Nothing says summer like that first bite into a slice of crisp watermelon, its juice running down your hands and onto a checkered blanket in the grass. This treat offers hydration, potassium and vitamins A, C and B6 aplenty. Seeded or seedless, red, pink, white or orange, watermelon is the quintessential food for your backyard barbecue, a day at the beach or summertime snacking.
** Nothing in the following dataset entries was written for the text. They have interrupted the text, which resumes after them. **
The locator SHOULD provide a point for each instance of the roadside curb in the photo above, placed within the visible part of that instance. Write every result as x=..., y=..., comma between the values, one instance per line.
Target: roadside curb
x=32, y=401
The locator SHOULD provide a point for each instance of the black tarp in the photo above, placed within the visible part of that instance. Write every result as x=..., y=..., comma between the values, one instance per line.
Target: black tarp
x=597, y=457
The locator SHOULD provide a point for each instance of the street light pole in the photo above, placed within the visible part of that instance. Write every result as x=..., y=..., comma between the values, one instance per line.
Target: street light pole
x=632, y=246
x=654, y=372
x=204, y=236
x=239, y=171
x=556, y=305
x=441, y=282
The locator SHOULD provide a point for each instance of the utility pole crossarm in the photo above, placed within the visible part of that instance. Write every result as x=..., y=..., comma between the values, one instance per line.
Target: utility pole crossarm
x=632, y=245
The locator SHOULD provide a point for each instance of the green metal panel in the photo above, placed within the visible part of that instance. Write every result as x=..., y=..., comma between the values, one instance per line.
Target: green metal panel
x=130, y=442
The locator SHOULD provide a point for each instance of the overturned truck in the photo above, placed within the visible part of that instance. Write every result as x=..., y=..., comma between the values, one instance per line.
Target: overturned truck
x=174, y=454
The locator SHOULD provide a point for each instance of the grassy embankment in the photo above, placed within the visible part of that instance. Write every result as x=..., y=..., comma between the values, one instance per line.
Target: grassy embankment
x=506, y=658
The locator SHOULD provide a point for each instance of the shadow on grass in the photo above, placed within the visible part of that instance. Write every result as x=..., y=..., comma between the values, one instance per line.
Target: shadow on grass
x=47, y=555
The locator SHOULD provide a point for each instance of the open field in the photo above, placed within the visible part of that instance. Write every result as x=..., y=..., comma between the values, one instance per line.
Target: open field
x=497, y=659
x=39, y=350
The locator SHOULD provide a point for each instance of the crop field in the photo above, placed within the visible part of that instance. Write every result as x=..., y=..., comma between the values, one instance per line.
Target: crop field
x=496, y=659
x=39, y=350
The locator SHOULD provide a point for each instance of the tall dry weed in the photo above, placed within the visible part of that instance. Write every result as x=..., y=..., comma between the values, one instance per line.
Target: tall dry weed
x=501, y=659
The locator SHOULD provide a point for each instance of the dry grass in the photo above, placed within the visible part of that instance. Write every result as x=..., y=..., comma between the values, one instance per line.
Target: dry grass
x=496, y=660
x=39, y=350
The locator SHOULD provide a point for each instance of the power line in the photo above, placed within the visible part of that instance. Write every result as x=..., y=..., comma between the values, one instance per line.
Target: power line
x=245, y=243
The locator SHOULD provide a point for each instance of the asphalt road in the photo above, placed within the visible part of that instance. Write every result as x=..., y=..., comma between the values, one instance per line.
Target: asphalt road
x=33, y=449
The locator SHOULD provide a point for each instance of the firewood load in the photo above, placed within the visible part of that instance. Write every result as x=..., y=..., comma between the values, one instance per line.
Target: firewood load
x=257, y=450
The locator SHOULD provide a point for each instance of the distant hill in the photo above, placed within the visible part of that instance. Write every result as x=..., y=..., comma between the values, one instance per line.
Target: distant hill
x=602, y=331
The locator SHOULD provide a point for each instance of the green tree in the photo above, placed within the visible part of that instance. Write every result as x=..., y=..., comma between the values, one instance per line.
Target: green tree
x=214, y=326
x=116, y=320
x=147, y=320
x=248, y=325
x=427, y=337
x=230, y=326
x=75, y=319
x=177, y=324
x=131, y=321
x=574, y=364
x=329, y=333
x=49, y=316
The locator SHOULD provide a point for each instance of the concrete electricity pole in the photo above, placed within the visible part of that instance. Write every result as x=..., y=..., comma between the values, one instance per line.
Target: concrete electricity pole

The watermelon first tangled its vines through southern Africa, near the Kalahari Desert, where its water storage aided in local tribes’ survival. At some point it crossed the continent and fed Egyptians, whose hieroglyphics from roughly 5,000 years ago depict watermelon harvests. Their pharaoh, Tutankhamun, was buried with the gourds, the proof found in the ancient watermelon seeds inside his tomb. Merchants brought the sweet stuff to the Mediterranean, and it eventually spread to Asia and the remainder of Europe, but it wasn’t until the 16th century that colonists carried it to America.
What to Buy
Do you even lift? You should if you’re in search of the perfect watermelon. This curved cucurbit should be heavy. Keep in mind that 92 percent of its weight is water, so the heftier it is, the meatier. While you’ve got that watermelon in hand, be sure to check for one yellow-green spot: a sign your melon rested outdoors in the sun as it ripened.
How to Prepare
High water content makes for juicy summer eating, especially when a watermelon is enjoyed raw. Slice it up and sink your teeth in, or throw the pulp into a blender for smoothies or gazpachos. Try searing it on the grill (check out page 115 of our July 2015 issue to learn how), or muddling it in a cocktail. Add cubes to salads and salsas for a refreshing recipe pick-me-up. The seeds can be roasted, and don’t throw away that rind. You can pickle it with a little salt, water, sugar and vinegar — a specialty found in our country’s first known cookbook, American Cookery.
And now, a recipe your July 4 picnic spread is just begging for: Salted Watermelon Pops, created by Paul Cassimus of Kings of Pops.
Salted Watermelon Pops
Paul Cassimus of King of Pops has just what you need to beat the heat this summer: Salted Watermelon Pops. (Photo by: J. Paul)
Salted Watermelon Pops
Makes 15 to 20 frozen treats
1 medium-large watermelon
5 to 7 limes, juiced
1/4 teaspoon of sea salt agave nectar, to taste
Cut the watermelon in half, then cut each half into fourths. Scoop the watermelon from the rind and place it into a blender. Blend until liquefied and pour through a strainer into another container to remove the pulp and seeds.
Add 1/4 cup of lime juice and sea salt to the watermelon juice. Pour in a dash of agave and blend well, adding more agave if more sweetener is needed. Pour the mixture equally into pop molds and freeze for roughly 4 to 6 hours. Once frozen, fill your sink with lukewarm water and dunk the molds briefly into the water to loosen them, allowing for easy removal. For best results, enjoy in the sun.